Overview

High Availability (HA) is the elimination of single points of failure to ensure that applications continue to operate when a component they depend on, such as a server, fails.

HA for Daml solutions focuses on the following components running in separate processes:

  • Participant nodes:

    • Ledger API server.
      • gRPC server.
      • SQL indexer.
    • Sync service.
  • Domains:

    • Sequencer.
    • Mediator.
    • Topology manager.
    • Domain service.
../../../../_images/canton-components-for-ha.svg

Participant Nodes

The availability of a participant node shouldn’t affect the availability of another participant node, except for the following workflows:

  1. Where they are both involved.
  2. When they have distinct visibility configurations, i.e. they manage different parties involved in the workflow.
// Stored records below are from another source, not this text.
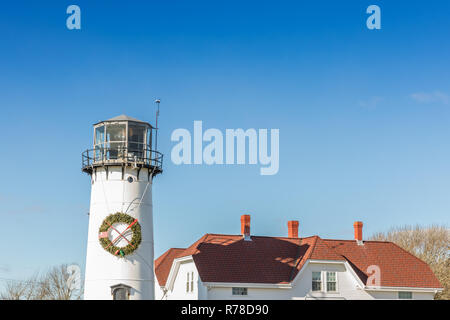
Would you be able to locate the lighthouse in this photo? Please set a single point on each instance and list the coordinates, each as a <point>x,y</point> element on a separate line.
<point>121,165</point>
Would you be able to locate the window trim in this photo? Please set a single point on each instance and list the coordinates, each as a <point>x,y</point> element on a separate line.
<point>244,291</point>
<point>407,292</point>
<point>315,281</point>
<point>335,281</point>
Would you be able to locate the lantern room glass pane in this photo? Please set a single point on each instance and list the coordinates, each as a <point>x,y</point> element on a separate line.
<point>99,143</point>
<point>136,141</point>
<point>115,141</point>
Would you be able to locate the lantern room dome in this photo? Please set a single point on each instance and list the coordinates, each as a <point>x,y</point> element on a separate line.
<point>124,117</point>
<point>122,141</point>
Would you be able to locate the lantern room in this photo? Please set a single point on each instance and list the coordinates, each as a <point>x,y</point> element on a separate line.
<point>123,141</point>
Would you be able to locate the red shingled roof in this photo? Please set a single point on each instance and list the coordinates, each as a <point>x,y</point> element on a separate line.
<point>277,260</point>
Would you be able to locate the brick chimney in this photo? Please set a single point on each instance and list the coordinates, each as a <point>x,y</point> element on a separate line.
<point>245,226</point>
<point>357,225</point>
<point>293,229</point>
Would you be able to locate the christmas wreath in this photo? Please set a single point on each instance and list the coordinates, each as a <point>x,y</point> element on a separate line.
<point>108,224</point>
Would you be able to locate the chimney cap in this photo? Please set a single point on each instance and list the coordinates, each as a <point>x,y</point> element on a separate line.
<point>358,225</point>
<point>293,229</point>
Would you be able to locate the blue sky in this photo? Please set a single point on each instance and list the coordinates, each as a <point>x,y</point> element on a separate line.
<point>363,116</point>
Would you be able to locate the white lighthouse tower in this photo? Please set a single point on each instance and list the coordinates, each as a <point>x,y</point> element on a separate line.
<point>122,165</point>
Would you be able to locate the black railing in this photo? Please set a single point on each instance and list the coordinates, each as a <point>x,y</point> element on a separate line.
<point>141,157</point>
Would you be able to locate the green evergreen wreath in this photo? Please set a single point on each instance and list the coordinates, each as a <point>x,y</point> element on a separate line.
<point>132,223</point>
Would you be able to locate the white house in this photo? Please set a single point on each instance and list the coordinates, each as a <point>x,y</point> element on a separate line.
<point>246,266</point>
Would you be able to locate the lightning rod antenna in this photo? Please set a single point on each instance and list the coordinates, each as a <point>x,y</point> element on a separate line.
<point>157,101</point>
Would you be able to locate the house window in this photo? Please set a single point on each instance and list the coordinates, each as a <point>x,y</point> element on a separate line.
<point>317,281</point>
<point>239,291</point>
<point>405,295</point>
<point>331,282</point>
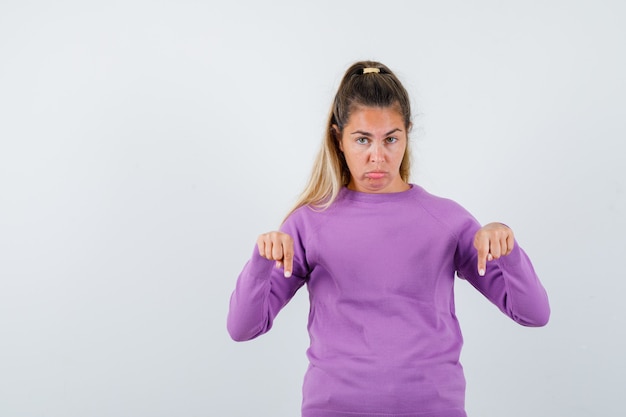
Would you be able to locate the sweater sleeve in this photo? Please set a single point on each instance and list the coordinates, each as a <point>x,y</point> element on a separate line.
<point>262,291</point>
<point>510,282</point>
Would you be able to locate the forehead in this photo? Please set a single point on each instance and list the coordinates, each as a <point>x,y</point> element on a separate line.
<point>375,117</point>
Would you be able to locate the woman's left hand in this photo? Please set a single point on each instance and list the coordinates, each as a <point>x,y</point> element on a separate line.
<point>492,241</point>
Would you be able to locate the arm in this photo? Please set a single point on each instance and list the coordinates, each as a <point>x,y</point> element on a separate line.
<point>509,279</point>
<point>265,285</point>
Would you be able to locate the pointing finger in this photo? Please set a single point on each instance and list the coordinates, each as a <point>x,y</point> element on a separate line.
<point>481,243</point>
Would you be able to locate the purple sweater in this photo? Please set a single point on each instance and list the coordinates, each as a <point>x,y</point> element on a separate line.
<point>380,268</point>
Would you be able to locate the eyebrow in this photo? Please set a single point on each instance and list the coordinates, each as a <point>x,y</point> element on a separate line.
<point>361,132</point>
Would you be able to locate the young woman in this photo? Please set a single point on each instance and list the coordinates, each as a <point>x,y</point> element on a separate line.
<point>379,256</point>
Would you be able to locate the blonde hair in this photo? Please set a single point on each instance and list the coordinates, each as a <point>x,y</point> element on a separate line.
<point>365,83</point>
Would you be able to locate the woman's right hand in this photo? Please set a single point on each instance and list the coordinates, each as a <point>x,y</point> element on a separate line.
<point>277,246</point>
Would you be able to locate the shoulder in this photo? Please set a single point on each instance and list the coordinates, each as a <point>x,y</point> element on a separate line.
<point>444,210</point>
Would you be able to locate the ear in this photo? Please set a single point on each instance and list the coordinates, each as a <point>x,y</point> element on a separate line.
<point>337,136</point>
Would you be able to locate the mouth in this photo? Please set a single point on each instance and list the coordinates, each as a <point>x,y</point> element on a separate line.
<point>375,175</point>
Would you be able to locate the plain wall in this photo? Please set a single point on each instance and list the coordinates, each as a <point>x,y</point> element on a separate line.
<point>145,144</point>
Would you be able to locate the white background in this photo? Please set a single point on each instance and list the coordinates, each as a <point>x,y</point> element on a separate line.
<point>145,144</point>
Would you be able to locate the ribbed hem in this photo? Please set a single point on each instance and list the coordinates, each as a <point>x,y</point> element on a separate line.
<point>330,413</point>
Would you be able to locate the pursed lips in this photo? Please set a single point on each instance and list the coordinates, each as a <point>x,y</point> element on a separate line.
<point>375,175</point>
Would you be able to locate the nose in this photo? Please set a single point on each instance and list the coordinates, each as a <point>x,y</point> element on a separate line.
<point>377,153</point>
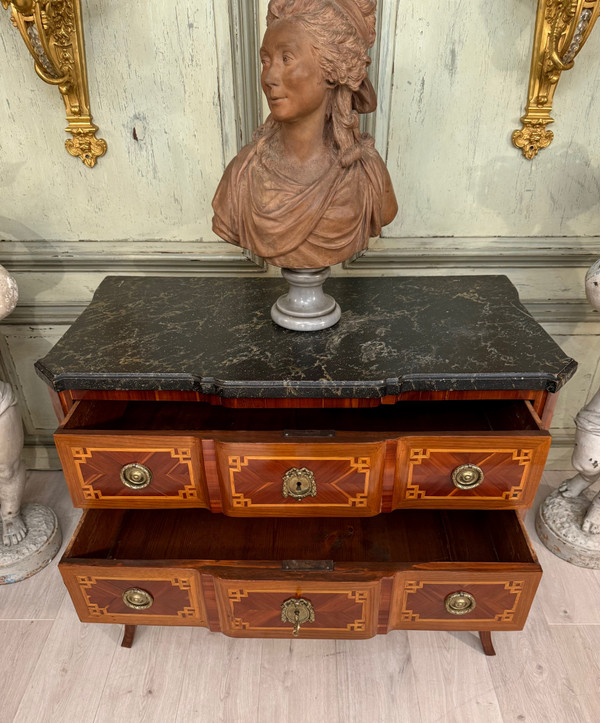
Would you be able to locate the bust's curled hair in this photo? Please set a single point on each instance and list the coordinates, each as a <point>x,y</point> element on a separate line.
<point>341,33</point>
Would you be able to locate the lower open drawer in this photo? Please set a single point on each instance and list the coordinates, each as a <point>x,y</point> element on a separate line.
<point>314,578</point>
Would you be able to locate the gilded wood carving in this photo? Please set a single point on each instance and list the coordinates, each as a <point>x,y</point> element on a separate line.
<point>562,28</point>
<point>53,33</point>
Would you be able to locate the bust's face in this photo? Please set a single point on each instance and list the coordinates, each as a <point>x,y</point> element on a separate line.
<point>291,78</point>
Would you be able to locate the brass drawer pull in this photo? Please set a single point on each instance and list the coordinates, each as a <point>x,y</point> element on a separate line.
<point>136,476</point>
<point>467,477</point>
<point>137,599</point>
<point>297,611</point>
<point>299,483</point>
<point>460,603</point>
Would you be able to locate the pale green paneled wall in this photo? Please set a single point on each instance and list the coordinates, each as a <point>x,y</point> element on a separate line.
<point>452,80</point>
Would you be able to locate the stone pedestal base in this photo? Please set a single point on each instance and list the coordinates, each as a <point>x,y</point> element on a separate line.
<point>39,547</point>
<point>305,307</point>
<point>558,525</point>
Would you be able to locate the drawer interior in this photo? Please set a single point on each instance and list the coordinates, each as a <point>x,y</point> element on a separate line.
<point>401,537</point>
<point>402,417</point>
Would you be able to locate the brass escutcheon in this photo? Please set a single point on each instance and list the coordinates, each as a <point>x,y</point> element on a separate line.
<point>299,483</point>
<point>297,611</point>
<point>467,477</point>
<point>137,599</point>
<point>460,603</point>
<point>136,476</point>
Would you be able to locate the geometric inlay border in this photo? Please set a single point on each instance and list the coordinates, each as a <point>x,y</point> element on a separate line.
<point>522,457</point>
<point>514,587</point>
<point>360,465</point>
<point>82,455</point>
For example, if they both host the same party, transactions involving the party can still continue as long as either of them are available.

Note

An application operating on behalf of a party cannot transparently failover from one participant node to another due to the difference in offsets emitted on each participant.

Domains

A participant node’s availability is not affected by the availability of the domain, except for workflows that use the domain. This allows participant nodes and domains to take care of their HA separately.

Replication

To achieve HA, components replicate. All replicas of the same component are assumed to have the same trust assumptions, i.e. the operators of one replica must trust the operators of the other replicas.

Databases

In general, when a component is backed by a database/ledger, the component’s HA relies on the HA of the database/ledger. Therefore, the component’s operator must handle the HA of the database separately.

All database-backed components are designed to be tolerant to temporary database outages. During the database failover period, components halt processing until the database becomes available again, resuming thereafter.

Transactions that involve these components may time out if the failover takes too long. Nevertheless, they can be safely resubmitted, as command deduplication is idempotent.

Health Check

Canton components expose a health endpoint, for checking the health of the components and their subcomponents.